In the current approach, laboratory parameters are frequently used to determine the prognosis of COVID-19 patients. In SARS-CoV-2 infection, prognostic models based on LDH, D-dimer, CRP, fibrinogen [23], ferritin, and lymphocyte values have been established and these models have been found to be useful in predicting the prognosis of the disease [23, 24]. The lack of inclusion of chest CT results in these models is a significant limitation. In this study, the most significantly related factor with mortality was determined as LDH, followed by being in the CO-RADS 4 stage, then d-dimer and CRP. Even fibrinogen, ferritin, and lymphocyte count were not found to be associated with mortality. It is thought that the CT score directly visualizes the damage and determines the disease severity more accurately than nonspecific inflammatory markers [15]. Pulmonary involvement can be seen long before respiratory symptoms and impaired laboratory parameters. Prognostic evaluation of patients’ initial CT findings will also improve clinical outcomes [25].

This study has several limitations. First, the study has a retrospective design, which limits the extraction of causal relationships. Second, this study was conducted in two tertiary hospitals, which may have caused selection bias and limit extrapolation of results to other healthcare facilities with less severe patients. Third, mortality was less than expected, which may cause the results not to reach statistical significance for mortality, although they are significant. Fourth, when the CO-RADS staging was done, the groups showed significant numerical heterogeneity. This may limit the comparability of groups. Fifth, the study was conducted in only Turkey, this limits the generalizability of the results to other country populations.
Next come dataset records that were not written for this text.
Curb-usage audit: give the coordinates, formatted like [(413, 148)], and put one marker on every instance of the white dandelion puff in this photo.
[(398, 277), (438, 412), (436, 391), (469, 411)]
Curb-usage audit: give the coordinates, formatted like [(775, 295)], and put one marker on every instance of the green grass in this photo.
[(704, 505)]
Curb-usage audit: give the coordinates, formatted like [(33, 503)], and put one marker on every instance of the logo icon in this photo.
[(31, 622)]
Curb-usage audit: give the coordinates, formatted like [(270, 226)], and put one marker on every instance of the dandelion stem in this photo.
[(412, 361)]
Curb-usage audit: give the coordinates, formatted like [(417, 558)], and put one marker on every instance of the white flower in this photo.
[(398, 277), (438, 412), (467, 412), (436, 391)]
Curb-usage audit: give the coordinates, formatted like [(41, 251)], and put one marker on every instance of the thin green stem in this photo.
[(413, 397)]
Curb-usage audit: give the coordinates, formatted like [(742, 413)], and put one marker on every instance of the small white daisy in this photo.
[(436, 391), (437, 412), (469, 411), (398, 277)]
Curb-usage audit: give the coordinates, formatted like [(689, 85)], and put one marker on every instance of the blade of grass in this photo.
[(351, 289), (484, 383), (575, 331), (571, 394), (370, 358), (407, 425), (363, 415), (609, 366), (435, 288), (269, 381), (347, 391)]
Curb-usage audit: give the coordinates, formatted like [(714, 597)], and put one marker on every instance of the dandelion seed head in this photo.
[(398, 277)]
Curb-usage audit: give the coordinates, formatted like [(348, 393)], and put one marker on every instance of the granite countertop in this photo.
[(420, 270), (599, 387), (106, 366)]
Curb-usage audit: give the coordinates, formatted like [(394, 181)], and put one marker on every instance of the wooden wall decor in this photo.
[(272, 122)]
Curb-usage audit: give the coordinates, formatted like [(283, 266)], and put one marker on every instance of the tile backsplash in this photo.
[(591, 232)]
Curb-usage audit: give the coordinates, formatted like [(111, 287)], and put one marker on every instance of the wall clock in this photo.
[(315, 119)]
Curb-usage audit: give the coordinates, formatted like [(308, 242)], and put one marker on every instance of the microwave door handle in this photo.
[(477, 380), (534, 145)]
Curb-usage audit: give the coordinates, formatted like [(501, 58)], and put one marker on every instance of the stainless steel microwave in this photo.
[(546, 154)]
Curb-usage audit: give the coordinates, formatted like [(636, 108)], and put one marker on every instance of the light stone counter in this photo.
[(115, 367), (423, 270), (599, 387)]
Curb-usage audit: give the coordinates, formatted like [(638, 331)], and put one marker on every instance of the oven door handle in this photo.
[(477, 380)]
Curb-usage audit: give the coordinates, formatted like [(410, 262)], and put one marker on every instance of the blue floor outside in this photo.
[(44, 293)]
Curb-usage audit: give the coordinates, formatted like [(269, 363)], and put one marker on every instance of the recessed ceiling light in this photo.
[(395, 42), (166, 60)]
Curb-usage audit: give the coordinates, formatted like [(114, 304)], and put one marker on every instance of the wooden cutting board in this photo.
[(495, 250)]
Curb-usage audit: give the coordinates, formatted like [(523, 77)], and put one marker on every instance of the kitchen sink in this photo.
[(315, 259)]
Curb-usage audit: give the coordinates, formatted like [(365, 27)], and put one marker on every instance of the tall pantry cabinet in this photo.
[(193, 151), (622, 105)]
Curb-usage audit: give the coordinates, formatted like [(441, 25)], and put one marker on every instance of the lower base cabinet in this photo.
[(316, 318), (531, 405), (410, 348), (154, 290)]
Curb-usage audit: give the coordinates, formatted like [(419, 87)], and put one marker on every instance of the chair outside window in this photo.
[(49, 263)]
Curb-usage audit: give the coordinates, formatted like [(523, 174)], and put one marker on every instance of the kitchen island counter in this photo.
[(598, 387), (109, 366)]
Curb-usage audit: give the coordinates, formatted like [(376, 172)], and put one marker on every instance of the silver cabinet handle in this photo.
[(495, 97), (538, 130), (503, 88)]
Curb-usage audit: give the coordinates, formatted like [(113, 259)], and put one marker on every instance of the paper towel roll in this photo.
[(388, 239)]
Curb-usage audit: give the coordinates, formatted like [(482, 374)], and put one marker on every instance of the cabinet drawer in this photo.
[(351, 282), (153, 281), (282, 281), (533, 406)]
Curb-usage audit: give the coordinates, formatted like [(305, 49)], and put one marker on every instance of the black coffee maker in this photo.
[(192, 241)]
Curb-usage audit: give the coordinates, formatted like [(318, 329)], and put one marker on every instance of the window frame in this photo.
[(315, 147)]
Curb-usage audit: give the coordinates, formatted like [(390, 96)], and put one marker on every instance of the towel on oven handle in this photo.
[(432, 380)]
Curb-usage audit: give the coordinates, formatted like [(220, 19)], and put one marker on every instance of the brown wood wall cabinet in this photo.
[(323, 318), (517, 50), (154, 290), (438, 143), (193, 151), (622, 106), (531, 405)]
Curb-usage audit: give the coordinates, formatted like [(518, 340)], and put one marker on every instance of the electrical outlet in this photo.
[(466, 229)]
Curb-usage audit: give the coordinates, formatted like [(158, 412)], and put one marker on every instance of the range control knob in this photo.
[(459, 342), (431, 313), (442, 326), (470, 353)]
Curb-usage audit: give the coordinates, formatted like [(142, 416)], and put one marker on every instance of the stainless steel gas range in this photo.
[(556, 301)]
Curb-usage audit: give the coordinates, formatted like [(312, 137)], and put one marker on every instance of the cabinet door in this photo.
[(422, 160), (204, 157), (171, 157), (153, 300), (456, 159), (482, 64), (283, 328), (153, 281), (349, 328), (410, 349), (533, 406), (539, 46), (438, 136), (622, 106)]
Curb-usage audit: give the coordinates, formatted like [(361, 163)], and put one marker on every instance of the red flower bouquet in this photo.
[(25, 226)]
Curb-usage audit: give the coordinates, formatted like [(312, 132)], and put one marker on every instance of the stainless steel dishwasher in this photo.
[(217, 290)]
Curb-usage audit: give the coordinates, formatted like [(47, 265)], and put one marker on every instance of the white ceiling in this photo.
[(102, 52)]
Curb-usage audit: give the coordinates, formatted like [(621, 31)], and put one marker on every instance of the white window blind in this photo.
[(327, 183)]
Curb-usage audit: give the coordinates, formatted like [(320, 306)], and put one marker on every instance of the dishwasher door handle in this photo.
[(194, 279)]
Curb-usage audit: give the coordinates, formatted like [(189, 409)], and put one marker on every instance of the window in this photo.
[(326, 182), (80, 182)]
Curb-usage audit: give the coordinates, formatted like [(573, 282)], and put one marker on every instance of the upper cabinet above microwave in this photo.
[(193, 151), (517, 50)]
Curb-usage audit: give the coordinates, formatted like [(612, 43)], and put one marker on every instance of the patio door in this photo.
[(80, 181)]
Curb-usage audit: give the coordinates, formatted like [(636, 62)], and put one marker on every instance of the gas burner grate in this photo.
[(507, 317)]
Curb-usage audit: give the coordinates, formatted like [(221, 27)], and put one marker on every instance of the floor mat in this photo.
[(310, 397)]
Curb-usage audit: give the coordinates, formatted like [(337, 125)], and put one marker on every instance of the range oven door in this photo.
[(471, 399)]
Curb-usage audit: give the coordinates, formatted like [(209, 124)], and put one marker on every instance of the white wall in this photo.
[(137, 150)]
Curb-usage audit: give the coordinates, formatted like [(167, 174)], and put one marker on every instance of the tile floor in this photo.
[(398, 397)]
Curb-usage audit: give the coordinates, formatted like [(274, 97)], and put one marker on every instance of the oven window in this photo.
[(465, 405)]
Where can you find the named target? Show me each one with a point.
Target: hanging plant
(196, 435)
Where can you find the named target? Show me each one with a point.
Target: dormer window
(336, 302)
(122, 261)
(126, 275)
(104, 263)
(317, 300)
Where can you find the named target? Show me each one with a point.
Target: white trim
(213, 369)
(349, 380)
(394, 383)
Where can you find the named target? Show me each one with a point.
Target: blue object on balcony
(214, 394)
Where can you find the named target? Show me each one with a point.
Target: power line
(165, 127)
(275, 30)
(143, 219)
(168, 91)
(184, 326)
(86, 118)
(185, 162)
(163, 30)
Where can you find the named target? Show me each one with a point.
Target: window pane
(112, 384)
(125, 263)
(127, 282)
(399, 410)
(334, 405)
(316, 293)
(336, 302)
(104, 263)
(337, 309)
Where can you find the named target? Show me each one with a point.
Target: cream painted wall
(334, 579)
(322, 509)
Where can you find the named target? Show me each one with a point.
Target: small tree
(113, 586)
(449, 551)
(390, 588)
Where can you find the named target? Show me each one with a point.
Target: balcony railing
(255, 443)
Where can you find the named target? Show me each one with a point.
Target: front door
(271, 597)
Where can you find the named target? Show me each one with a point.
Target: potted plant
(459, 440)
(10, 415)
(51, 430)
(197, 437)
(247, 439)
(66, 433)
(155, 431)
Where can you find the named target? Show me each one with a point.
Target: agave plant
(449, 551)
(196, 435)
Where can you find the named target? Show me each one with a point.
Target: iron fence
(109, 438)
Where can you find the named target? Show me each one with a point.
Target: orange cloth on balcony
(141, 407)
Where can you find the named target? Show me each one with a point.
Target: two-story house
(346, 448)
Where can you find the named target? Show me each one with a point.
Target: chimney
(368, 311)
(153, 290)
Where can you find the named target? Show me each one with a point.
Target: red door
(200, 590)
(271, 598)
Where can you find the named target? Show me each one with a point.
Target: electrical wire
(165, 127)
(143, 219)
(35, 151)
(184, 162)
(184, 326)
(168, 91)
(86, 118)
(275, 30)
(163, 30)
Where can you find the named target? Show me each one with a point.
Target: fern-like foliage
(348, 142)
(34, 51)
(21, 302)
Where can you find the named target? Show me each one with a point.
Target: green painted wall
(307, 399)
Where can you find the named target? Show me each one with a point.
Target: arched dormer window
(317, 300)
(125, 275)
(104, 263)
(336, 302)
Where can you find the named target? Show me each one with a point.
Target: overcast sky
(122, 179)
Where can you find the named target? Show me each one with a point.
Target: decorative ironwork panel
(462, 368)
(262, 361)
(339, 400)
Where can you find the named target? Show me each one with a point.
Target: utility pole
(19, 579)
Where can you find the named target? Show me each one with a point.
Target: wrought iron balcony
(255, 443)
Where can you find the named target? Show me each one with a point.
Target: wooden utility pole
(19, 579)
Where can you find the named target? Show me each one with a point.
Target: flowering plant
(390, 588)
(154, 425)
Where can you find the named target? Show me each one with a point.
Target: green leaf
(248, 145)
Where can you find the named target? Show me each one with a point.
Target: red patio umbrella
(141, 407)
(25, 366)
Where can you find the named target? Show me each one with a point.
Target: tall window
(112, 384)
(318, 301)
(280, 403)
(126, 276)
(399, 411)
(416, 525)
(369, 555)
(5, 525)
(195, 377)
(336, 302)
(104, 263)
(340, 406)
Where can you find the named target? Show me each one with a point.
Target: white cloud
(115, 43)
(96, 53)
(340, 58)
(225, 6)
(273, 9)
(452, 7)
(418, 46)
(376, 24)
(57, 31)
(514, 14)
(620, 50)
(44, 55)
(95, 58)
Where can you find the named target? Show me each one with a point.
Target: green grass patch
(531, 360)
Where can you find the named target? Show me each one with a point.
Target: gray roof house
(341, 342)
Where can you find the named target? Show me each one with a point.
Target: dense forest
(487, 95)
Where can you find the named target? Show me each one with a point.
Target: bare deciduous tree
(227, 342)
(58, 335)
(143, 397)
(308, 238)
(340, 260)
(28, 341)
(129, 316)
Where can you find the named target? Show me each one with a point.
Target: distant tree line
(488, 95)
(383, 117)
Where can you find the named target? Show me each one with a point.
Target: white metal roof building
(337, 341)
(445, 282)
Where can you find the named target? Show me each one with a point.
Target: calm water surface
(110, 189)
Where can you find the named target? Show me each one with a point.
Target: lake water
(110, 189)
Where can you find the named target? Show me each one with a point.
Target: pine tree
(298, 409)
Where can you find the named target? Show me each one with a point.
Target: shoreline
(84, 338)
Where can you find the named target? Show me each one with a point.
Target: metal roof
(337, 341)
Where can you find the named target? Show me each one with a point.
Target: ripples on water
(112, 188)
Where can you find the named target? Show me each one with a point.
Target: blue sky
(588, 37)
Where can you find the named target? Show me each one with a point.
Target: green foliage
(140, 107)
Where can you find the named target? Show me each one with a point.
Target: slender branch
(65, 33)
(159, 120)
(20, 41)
As a result, while RT-PCR positivity was observed in only half of the COVID-19 patients admitted to the hospital, CT findings were discovered in 70%, and 70% of these patients were in the CO-RADS 5 stage, which expresses the most specific findings in terms of COVID-19. Patients with only CT findings have a poorer prognosis than patients with only RT-PCR positivity. The stage of CO-RADS is associated with mortality and the need for ICU, and this relationship is stronger than most of the predictive laboratory parameters. The most significantly related factor with mortality was determined as LDH, followed by being in the CO-RADS 4 stage. Performing only the RT-PCR test in the initial evaluation of patients in SARS-CoV-2 infection may lead to overlooking groups that are much more at risk for severe disease. CO-RADS staging is beneficial in terms of providing prognostic information as well as diagnostic information.